- ウリクペン救助隊
- Created by: Mitsuru Kaneko [ja]
- Written by: Jinzō Toriumi
- Directed by: Hiroshi Sasagawa; Seitaro Hara;
- Music by: Shunsuke Kikuchi
- Opening theme: "Ganbare! Urikupen Kyūjotai" by Ichirou Mizuki
- Country of origin: Japan
- Original language: Japanese
- No. of episodes: 132

Production
- Producer: Masatsugu Nagai
- Production companies: Unimax & MK; Tatsunoko Production;

Original release
- Network: FNS (Fuji TV)
- Release: September 30, 1974 – March 29, 1975

= Urikupen Kyūjotai =

Japanese anime television series

Urikupen Kyūjotai (ウリクペン救助隊, Urikupen Kyūjotai) is a 1974 short anime television series produced by Tatsunoko Production and directed by Hiroshi Sasagawa. The series premiered on Fuji Television on September 30, 1974, and ended on March 29, 1975.

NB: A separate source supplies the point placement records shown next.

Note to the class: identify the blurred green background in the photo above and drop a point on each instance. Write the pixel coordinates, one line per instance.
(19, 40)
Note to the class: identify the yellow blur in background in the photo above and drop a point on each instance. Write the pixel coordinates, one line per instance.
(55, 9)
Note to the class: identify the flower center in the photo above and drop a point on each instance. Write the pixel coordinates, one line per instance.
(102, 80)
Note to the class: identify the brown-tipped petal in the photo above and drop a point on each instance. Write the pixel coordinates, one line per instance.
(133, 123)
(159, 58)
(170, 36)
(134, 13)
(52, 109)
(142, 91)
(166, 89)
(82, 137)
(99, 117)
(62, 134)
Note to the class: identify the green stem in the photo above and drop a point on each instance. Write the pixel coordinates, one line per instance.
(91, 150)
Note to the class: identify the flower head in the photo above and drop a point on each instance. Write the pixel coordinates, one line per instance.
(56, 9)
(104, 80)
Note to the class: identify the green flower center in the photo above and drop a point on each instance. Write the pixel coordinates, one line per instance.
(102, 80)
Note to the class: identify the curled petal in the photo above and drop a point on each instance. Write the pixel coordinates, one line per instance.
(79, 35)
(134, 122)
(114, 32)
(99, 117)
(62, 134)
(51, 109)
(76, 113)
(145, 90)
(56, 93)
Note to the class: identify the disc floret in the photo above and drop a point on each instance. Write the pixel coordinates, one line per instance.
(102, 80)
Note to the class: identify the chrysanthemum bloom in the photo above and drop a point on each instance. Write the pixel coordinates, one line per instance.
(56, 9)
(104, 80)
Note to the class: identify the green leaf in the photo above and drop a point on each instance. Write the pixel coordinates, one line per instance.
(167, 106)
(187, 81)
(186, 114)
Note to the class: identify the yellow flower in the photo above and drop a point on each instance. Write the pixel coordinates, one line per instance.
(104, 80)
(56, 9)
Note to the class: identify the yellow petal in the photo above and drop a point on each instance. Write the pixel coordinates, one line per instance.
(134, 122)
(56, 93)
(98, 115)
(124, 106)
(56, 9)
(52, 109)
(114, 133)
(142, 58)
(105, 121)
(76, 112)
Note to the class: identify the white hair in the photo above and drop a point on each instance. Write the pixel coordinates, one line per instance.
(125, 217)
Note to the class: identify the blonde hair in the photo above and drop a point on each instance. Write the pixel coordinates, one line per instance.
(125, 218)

Much later in 1991, Saban Entertainment has licensed and adapted the anime series for a worldwide release outside of Japan under the name, Jungle Tales and has condensed the 132 5-minute (serialized) episodes into 22 half-hour episodes. The voice casting and the English language dubbing production was done in-house by CINAR Studios, Inc. in Montreal, Canada. It has been broadcast on YTV in Canada. Heavy changes were made to the adaptation dub of the series. One being such is a new music score that was all digitally composed and sampled with an E-mu Proteus 2 Orchestra synthesizer. Other changes involve different character names used and gender changes for two characters. At the end of each condensed episode, a 3-minute music video was added to summarize the episode's plot. Many foreign dubs of the anime series would be mere translations of the dub.

==Plot==
Set in the country of Urikupen kingdom, a rescue team consisting of animals goes onto missions to rescue forest animals in disastrous locations. A mobilization scenario is shown once a week stating "this week's Lifetime Achievement Award" which is given to the rescue workers.

==Characters==

| Character Name(s) | Japanese / English Voice Actor |
|---|---|
| Boss Lion (ライオンのボス Raion no Bosu) / King Leo | Unknown / Aron Tager |
| Narrator (ナレーション Narēshon) | Rokurō Naya / Patricia Rodriguez |
| Seitaro Usagi (ウサギの征太郎 Usagi no Seitarō) / Rhonda Rabbit | Michie Kita / Sonja Ball |
| Gindai Pengin (ペンギンのギン太 Pengin no Gindai) / Pete Penguin | Tetsuo Mizutori / Rick Jones |
| Hachigorō Kuma (クマの八五郎 Kuma no Hachigorō) / Barney Bear | Shōji Satō / Gary Jewell |
| Rinrin Tsuru (ツルのリンリン Tsuru no Rinrin) / Petula Pigeon | Yōko Asagami / Jane Woods |
| Chocho Inoshishi (イノシシのチョチョ Inoshishi no Chocho) / Harry Hog | Unknown / Terrence Scammell |
| Mu Tonakai (トナカイのムーさん Tonakai no Mu-san) / Donny Dear | Unknown / Michael O'Reilly |
| Pinsuke Ritsu (ペンギンのギン太 Ritsu no Pinsuke) / Scooter Squirrel | Unknown / Rick Jones |
| Koara (コアラ Koara) / Koko Koala | Unknown / Sonja Ball |
| Wolf (ハングルフ Hangurufu) / Wolf Bain | Tetsuo Mizutori / Terrence Scammell |
| Condor (コンドル Kondoru) / Vic the Vulture | Unknown / Gary Jewell |
| Crow (カラス Karasu) / Jo-Jo Crow | Unknown / Terrence Scammell |

==Release==
The series was produced by Tatsunoko Production and directed by Hiroshi Sasagawa. The anime has been licensed by Saban Entertainment in North America.

The opening theme is "Ganbare! Urikupen Kyūjotai" by Ichirou Mizuki and Columbia Yurokago Kai.